6.10L’État partie prend note de l’allégation de l’auteur qui affirme que l’affaire n’a pas fait l’objet d’une procédure orale. Il objecte qu’une audience a eu lieu dans le cadre de la procédure d’asile devant l’Office des migrations et que l’auteur n’a pas sollicité une audience devant le Tribunal des migrations.

6.11L’État partie relève en outre que l’auteur prétend que la décision de rejet de la demande de permis de séjour de son fils en vertu de l’article 18 du chapitre 12 de la loi relative aux étrangers (qui était liée à la demande de permis de séjour pour raisons de santé) n’était pas susceptible de recours, en violation de la Convention.
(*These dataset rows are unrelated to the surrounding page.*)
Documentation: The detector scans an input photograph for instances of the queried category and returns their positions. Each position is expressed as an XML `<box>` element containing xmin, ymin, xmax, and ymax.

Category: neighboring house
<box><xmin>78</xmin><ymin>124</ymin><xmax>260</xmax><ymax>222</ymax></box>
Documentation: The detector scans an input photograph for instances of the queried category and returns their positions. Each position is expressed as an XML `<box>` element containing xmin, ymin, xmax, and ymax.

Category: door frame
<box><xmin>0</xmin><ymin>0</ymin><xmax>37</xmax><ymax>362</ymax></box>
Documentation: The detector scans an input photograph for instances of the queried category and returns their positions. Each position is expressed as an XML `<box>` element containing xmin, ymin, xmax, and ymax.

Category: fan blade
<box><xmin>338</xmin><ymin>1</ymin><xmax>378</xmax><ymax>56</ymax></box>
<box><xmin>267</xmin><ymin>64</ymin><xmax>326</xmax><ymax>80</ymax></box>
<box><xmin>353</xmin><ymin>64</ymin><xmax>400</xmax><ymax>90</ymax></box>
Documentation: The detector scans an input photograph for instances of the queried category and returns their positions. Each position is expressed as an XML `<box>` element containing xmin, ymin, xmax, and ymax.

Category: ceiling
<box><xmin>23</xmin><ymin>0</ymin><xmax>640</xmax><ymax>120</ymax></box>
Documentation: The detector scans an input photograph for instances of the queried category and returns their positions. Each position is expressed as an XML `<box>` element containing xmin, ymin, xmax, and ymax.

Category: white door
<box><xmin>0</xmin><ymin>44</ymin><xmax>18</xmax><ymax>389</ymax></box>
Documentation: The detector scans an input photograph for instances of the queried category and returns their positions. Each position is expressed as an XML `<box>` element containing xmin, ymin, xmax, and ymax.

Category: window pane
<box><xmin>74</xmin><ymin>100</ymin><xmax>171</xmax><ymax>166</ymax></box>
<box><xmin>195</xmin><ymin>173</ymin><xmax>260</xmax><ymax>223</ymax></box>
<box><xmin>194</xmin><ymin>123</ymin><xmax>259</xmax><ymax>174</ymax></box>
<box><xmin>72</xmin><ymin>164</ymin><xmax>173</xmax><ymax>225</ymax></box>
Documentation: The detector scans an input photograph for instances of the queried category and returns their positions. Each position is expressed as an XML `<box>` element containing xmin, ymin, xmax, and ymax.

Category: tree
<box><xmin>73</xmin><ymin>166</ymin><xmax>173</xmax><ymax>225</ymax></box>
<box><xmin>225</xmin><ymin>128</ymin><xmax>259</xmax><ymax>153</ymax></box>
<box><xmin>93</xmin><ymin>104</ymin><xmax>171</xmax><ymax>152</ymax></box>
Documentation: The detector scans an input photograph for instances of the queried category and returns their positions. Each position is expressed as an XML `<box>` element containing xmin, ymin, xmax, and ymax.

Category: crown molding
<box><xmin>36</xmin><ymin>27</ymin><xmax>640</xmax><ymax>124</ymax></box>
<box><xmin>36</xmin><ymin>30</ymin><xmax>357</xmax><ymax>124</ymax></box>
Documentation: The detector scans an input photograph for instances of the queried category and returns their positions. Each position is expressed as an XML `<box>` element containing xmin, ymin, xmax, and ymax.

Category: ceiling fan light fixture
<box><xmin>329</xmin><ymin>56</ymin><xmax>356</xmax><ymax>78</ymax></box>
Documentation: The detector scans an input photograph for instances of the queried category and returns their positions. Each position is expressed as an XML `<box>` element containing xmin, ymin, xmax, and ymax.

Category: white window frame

L’État partie fait valoir que l’article 18 du chapitre 12 s’applique lorsque de nouvelles circonstances surviennent après que la décision d’expulsion est devenue définitive. Il fait également valoir que l’affaire de l’auteur et de sa famille a fait l’objet d’un examen approfondi par l’Office des migrations ainsi que par les tribunaux des migrations, qui sont des organes spécialisés particulièrement expérimentés dans le domaine du droit d’asile et de son application. L’État partie fait remarquer en outre que rien ne montre que le fils de l’auteur a été victime de discrimination fondée sur son handicap au cours de la procédure. Il fait également remarquer que, tant qu’il réside en Suède, le fils de l’auteur a accès aux garderies et aux soins de santé dans les mêmes conditions que les autres enfants vivant dans le pays, y compris à un accompagnement et à des soins spécialisés, compte tenu de son état de santé. L’État partie estime donc qu’il n’y a aucune raison de considérer que les décisions des organes nationaux ont été arbitraires ou qu’elles ont constitué un déni de justice. Il estime également que les griefs que l’auteur tire des articles 3, 4, 5, 7, 12, 13, 24, 25, 26 et 28 de la Convention devraient être déclarés irrecevables pour défaut de fondement.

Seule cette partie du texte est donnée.